It is noted that each frame includes packetized video data. There may be one or more video network packets in a frame, or more than one frame may be comprised of one video network packet. For example, the I1 frame 101 may include two video packets; the P2 frame 103 may include one packet; and the B1 frame 105 and the B2 frame 106 may be comprised of a single packet. Accordingly, the I frames have the most data; the P frames have fewer data than the I frames, and the B frames have the least data.
As can be appreciated, if a higher priority frame is lost because of a bandwidth constraint, or other factor, those frames that depend from the lost higher priority frame cannot be motion-compensated when decoding in the receiver and the state of the video remains at the temporal level of the last priority frame that has not been dropped. In the extreme example, if the I1 frame were dropped, it is not possible to reconstruct the video at the receiver and either indiscernible video is compiled using the P1, P2 and B1-B6 frames; or the viewing screen is intentionally left blank; or the viewing screen shows the last reconstructed image.
Contrastingly, if a B frame of the third priority level is dropped, because there are no frames that depend from the B frame, the only loss is in temporal resolution, and not a lapse in the video.

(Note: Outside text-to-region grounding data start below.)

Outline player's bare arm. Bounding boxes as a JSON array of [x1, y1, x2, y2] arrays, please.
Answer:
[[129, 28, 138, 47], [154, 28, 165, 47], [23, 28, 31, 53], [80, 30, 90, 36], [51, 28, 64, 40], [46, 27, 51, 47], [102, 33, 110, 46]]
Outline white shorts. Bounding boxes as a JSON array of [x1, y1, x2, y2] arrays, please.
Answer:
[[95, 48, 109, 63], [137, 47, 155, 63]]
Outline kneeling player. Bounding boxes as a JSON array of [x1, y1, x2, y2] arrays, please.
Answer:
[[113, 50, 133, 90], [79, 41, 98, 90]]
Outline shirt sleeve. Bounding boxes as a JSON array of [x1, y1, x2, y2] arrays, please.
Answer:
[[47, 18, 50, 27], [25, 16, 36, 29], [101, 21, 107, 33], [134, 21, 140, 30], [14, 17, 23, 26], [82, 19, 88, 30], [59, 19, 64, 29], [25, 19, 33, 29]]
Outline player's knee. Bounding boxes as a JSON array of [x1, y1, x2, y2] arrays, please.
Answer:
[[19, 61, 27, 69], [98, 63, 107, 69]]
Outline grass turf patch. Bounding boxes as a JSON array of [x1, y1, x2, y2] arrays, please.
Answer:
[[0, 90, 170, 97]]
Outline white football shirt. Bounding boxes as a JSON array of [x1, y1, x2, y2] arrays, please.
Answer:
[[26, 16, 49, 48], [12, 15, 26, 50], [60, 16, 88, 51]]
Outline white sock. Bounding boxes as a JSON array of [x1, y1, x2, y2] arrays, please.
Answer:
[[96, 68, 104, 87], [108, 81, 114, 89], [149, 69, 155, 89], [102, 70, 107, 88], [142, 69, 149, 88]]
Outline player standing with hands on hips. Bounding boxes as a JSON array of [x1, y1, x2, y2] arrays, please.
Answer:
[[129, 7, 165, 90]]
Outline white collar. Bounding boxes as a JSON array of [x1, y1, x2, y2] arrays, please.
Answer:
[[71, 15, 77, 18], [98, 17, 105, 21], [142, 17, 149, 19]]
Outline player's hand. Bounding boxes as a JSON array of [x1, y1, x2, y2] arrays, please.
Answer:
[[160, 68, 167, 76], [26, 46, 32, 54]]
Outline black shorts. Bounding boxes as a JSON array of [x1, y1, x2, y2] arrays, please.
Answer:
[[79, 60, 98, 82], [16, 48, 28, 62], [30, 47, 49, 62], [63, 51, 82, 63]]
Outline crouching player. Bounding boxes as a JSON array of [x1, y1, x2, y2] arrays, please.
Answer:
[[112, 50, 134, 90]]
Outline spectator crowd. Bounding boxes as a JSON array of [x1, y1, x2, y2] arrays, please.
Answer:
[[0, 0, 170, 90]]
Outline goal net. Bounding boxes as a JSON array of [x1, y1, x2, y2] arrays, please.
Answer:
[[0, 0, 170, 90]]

For example, if the B1 frame 105 and the B2 frame are dropped, the video image is that of the P1 frame. All motion subsequent to the P1 frame (in frames that depend from the to the P1 frames) is lost. Accordingly, in the present dependency tree, I frames are the most essential frames, the P-frames are the next-most essential and the B-frames are the least essential for motion-compensation and, subsequently, video reconstruction.
In order to mitigate the potential loss of video or video quality, example embodiments include a selective priority level-based dropping of frames of streaming video to increase the likelihood that layers of higher priority are transmitted through the degraded channel. The dropping of frames from lowest priority to highest priority is effected in accordance with the available bandwidth of the channel. While the dropping of streaming video frames may result in lower temporal resolution of the resultant video, the methods of the example embodiments provide an improved video quality in reduced bandwidth networks compared to known methods. Some illustrative frame dropping strategies are described presently.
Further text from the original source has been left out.